A Women-Owned Craft Brewery

Inside the Split Rail Brewery tasting room. Photo: Christopher Foss.

When longtime friends and Manitoulin Island residents Andrea Smith and Eleanor Charlton were brainstorming ideas for a new business, they didn’t start with beer.

Back in 2008, Smith and Charlton, now co-owners of Manitoulin’s Split Rail Brewing Company, decided that they wanted to launch a business that would contribute to the island’s economy. They contacted the LaCloche Manitoulin Business Association, which had developed a strategic plan identifying promising business concepts for the island. One potential idea? A microbrewery.

Neither partner has a background in brewing – Charlton is a special education teacher, and Smith is a social worker and a potter – but the brewery idea drew them in. After taking beer courses through the Chicago-based Siebel Institute, a technical school for professional brewers, Smith and Charlton started looking for a potential brewery location.

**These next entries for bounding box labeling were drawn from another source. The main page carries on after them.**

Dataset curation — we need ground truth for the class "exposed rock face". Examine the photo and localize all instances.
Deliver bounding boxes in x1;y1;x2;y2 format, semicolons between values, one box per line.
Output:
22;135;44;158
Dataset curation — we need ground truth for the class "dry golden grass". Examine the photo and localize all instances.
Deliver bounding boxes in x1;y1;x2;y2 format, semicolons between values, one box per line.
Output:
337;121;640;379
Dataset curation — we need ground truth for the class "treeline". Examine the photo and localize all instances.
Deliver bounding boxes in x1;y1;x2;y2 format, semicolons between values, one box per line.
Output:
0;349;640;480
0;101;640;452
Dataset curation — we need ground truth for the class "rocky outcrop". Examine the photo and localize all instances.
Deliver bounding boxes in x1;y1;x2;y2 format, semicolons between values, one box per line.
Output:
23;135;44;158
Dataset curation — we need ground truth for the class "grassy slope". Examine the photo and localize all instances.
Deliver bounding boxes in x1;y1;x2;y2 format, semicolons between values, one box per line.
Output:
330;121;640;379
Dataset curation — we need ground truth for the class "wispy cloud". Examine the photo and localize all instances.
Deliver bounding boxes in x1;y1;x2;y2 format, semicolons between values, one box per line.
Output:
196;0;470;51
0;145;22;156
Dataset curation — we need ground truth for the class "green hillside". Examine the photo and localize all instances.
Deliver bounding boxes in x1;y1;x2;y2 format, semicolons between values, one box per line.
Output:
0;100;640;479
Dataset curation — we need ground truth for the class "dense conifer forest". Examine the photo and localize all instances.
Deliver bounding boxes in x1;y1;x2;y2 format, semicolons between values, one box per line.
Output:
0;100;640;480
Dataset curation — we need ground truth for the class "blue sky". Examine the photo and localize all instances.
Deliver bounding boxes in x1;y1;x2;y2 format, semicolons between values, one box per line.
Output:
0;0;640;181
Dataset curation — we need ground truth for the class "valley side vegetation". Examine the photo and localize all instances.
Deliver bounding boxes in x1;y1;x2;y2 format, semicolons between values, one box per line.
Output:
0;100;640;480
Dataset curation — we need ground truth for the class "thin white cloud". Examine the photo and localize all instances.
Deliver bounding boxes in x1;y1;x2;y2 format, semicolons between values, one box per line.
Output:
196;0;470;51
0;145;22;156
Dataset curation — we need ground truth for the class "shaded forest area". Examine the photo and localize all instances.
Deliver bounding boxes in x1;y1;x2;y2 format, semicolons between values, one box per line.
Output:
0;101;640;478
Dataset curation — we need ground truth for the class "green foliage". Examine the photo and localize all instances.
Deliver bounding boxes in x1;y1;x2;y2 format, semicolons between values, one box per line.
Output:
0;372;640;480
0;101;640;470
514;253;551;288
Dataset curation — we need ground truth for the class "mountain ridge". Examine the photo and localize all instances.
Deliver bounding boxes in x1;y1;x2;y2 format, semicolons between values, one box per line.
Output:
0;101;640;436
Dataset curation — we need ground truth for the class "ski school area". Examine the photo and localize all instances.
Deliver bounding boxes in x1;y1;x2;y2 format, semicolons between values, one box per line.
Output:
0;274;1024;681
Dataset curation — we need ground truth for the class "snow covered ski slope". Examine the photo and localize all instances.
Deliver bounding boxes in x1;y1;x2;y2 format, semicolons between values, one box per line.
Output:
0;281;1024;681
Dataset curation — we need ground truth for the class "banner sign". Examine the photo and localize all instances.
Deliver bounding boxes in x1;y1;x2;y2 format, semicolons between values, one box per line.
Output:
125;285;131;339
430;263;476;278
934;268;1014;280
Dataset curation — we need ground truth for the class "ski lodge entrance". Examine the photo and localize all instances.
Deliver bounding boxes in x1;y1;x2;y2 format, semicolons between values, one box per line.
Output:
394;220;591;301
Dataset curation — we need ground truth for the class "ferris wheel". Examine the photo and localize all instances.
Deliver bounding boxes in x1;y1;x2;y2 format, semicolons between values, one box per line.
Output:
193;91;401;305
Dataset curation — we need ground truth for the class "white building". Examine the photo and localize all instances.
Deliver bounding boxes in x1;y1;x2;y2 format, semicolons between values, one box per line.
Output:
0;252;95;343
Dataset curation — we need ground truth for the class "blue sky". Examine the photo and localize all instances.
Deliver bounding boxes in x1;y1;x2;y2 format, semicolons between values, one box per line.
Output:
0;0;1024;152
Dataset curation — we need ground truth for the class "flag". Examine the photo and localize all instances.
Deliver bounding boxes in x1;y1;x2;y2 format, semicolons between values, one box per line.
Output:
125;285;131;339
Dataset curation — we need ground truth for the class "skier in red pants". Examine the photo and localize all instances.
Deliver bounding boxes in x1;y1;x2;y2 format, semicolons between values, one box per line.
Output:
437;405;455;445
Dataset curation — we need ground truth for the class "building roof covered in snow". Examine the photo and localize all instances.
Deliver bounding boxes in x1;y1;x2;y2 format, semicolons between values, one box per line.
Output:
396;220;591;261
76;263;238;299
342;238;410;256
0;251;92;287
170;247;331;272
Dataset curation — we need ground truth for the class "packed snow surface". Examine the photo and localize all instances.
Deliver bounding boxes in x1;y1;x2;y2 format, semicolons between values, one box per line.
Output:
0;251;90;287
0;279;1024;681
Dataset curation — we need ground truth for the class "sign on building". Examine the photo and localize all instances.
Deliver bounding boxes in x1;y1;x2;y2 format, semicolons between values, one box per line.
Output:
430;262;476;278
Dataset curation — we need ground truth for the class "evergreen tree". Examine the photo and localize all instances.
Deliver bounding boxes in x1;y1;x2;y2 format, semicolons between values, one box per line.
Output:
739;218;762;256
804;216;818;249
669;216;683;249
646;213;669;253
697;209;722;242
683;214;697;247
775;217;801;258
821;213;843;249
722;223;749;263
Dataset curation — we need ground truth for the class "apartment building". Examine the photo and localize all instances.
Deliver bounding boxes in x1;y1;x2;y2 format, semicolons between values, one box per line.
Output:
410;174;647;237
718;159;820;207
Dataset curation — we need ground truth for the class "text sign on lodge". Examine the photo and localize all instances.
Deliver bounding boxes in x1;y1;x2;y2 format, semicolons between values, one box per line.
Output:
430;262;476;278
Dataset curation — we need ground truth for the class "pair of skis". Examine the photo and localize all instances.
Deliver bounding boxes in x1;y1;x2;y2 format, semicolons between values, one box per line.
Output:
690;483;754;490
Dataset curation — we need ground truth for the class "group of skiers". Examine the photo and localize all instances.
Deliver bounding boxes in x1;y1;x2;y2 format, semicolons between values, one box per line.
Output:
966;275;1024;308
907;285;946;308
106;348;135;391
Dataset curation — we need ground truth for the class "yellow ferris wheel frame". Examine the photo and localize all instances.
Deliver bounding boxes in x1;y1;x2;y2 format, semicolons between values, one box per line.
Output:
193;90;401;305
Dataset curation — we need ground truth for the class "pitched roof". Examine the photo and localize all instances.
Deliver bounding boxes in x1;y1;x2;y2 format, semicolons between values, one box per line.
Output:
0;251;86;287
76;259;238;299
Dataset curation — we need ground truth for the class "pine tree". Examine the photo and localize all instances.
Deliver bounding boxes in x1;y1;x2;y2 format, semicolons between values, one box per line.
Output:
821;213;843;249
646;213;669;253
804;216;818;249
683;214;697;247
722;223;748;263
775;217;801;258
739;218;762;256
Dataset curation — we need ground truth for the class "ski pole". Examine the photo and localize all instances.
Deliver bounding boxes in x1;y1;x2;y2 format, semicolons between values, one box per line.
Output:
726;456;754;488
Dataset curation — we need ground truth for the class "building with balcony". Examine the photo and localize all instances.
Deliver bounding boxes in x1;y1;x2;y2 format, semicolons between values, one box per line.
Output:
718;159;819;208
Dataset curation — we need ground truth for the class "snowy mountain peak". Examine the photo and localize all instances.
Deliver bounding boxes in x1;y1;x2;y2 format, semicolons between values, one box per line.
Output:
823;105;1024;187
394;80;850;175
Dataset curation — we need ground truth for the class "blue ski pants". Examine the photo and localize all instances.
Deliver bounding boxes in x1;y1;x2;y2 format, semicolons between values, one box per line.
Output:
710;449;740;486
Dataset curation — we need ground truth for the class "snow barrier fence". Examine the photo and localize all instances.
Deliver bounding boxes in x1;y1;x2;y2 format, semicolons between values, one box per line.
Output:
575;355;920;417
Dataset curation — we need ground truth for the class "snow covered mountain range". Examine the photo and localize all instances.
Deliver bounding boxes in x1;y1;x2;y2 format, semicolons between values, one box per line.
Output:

The search ultimately took them five years. Finally, in 2014, after the partners raised additional start-up funds through a Kickstarter campaign, they were able to secure a large barnlike building overlooking the waterfront in Gore Bay.

Crowds line up for opening day at Split Rail Brewing. Photo: Christopher Foss.

Split Rail Brewing Company opened in July 2015 and now produces three main products: Copper Lager, Amber Ale, and Hawberry Ale. The latter brew is made with island berries that give people born on Manitoulin the nickname “Haweaters.”

Launching their small brewery – one of the few craft breweries in Canada owned by women – has “been a long haul,” Smith and Charlton say, adding that after such a lengthy startup process, “it was surreal” when they first saw customers actually drinking Split Rail beer.

But these perhaps unlikely brewery owners add that they’re proud of what they’ve accomplished: producing “an authentic made-on-Manitoulin product.”    

Don’t Be Jealous, Toronto

Rob Majury raises a glass at Sudbury's Stack Brewing Company. Photo: Carolyn Heller.

Several years ago, Shawn Mailloux was flying back to Sudbury from Toronto, sipping a Steam Whistle beer, when he had an idea. As Rob Majury, sales manager at Sudbury’s Stack Brewing Company, tells the story, Mailloux “got jealous that Toronto had something so great” – a delicious craft beer – while Northern Ontario had nothing to compare.

Back on the ground in Sudbury, Mailloux decided to do something about this beer deficit. Partnering with another Sudbury native, Michael Guillemette, Mailloux launched Stack Brewing Company in 2013.

Starting as a tiny “nanobrewery,” Stack now makes more than a half-dozen varieties at its Sudbury facility, and the brewery promotes its hometown ties in the names of several of its brews.

Stack ’72, an Imperial India pale ale, takes its name from the “Superstack,” Canada’s tallest chimney, which officially fired up in 1972. Another IPA, Shatter Cone, is named for Sudbury’s space connection. Astronauts came to the Sudbury region in the 1970s to study a rare rock formation known as a shatter cone.

Majury says that they’ve also produced seasonal brews that they’ve named for the biggest problem they encountered during the previous 12 months. For their second anniversary, they released a beer called “Growing Pains.”

These days, Stack Brewing is one of the region’s larger microbreweries. You can find their beer at the brewery, at more than 40 restaurants and pubs across the city of Sudbury, and around Northern Ontario from Thunder Bay to North Bay. Even Torontonians have no need to be jealous of this Northeastern Ontario brew. Stack Brewing Company’s beer is now available in Toronto, too.